A Song That Perfectly Describes My Love Life.
Read to see if the shoe fits.
I was just talking to a friend recently and he was telling me all the strategies he uses to get girls. I found myself nodding throughout the conversation and saying things like, “That is pretty good, and I could see that working.”
I finished it off by saying, “…Could never work on me though.”
“Nothing works on you.” He agreed. And he would know because he tried. Really, really tried.
I let him on a little secret, that there is something that works on me. It is nothing special. It’s just a small tactic that you have to carry out with precision because although I’m still easily manipulated, I am also very self-aware.
I called it the thing, that in order for me to date someone they must have the thing.
He didn’t get what I mean by the thing after I explained it about fifty times, so I pointed to someone from our class (we were at the library) and I said, “He has the thing.”
“Ohhh!! You mean someone who doesn’t care,” he said right after I showed him the guy. There was nothing about not caring in my description of the thing. I mean I didn’t even explain why that guy has the thing.
After I got defensive about what he said, he made jokes about how I need multiple therapists instead of just one. I then allowed myself to admit something I have known to be true for a long time now.
He is right, the thing is not caring but specifically, not caring about me. This made me think back to a song that accurately describes how I feel and what the thing really is.
The song that perfectly describes my love life is “HMU If You Don’t Like Me” by Ashley Kutcher.
She articulates how much I go crazy for people who don’t like me.
I tell myself that I want someone who will respond to my texts as soon as I send them, someone that I will never question their love for me, someone who calls me daily to check up on me, someone who is caring and loving. I mean in theory I do but in practicality I never do.
It could be my daddy issues, that I’m trying to recreate my relationship with my father, and this time truly feel his love. Or it could be the fact that I don’t actually want a partner so I chase after emotionally unavailable people so that I can say that I did my part, I tried but it just didn’t work out.
It could be the fact that I don’t feel enough that I feel like deep down something is wrong with me, so I unconsciously seek people who don’t want me to confirm that belief. Or it could be that I have an avoidant attachment style so someone who doesn’t want to be around me all the time feels less overwhelming to be with. (Nah, doesn’t justify the dragon moths in my stomach when I like someone).
Or it could be all of the above reasons.
This is my favourite part of the song.
It is true, I only care when you don’t want me back.
It is so upsetting that I get hit on multiple times a day and that I meet all sorts of different guys. That I meet people who call me multiple times a day to either ask about my day or want to take me out.
I meet guys who offer to cook for me, people who make my problems theirs, people who have a lot in common with me, people with excellent communication skills and people who let me know clearly that they want to have a relationship with me.

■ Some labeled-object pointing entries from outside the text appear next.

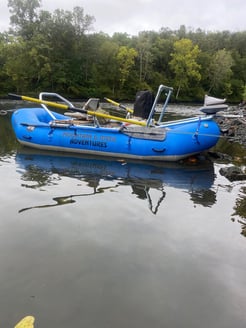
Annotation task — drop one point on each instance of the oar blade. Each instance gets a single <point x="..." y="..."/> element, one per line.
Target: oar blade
<point x="27" y="322"/>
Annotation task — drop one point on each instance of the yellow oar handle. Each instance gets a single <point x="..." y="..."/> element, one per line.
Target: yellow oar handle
<point x="66" y="107"/>
<point x="119" y="105"/>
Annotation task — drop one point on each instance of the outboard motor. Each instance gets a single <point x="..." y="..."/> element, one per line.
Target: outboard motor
<point x="143" y="104"/>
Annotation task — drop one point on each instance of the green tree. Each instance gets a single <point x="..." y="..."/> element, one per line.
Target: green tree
<point x="24" y="15"/>
<point x="125" y="58"/>
<point x="184" y="64"/>
<point x="220" y="71"/>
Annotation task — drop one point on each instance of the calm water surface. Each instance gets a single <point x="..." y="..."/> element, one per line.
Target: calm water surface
<point x="92" y="243"/>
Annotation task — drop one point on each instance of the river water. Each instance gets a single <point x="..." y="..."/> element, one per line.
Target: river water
<point x="92" y="243"/>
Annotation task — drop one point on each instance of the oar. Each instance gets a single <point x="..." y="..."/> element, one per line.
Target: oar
<point x="81" y="110"/>
<point x="27" y="322"/>
<point x="119" y="105"/>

But despite all of that, I fixate on the guy that sends me two half-hearted texts per week, who never calls, and who has never indicated that he wants a relationship. I decide that that is the guy for me.

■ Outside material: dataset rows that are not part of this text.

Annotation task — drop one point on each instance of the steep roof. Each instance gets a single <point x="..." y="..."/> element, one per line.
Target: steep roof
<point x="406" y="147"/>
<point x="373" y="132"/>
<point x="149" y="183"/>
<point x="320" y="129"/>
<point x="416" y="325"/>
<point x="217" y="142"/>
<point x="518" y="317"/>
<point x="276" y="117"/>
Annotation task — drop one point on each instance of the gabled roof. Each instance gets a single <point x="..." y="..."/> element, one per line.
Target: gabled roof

I am embarrassed to admit that I am currently obsessing over one of these guys. We were kinda talking, kinda flirting. I liked him a little bit but made sure that things didn’t escalate because again, he wanted all the benefits of being in a relationship without the responsibility of being in one.

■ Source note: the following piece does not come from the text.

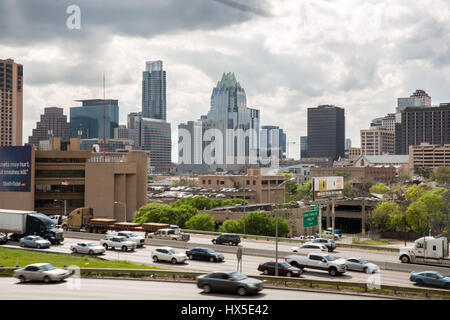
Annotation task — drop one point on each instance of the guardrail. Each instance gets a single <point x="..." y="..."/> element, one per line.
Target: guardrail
<point x="287" y="282"/>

We have gone weeks without talking in the past and that was fine because I was the one who initiated it when I felt that things were getting a little too heated. Recently, he grew cold, and I have been obsessing over him ever since (it’s been about a week).
At times I feel like I might wither away if he doesn’t give me his attention. Like I am a plant, and he is the sun. I need him to survive.
The funny thing is, I do not want a relationship with him or anything to do with him really. He just triggered my trauma response by ignoring me. I know for a fact that if he would give me his attention, I would instantly lose interest in him. That is just how it goes.
I know this all sounds sad, and that is because it is.
Now tell me, do you relate to my story? Do you find my story strange? What is your love life like and what song do you feel describes it?
Thank you so much for reading. Enjoy the rest of your day.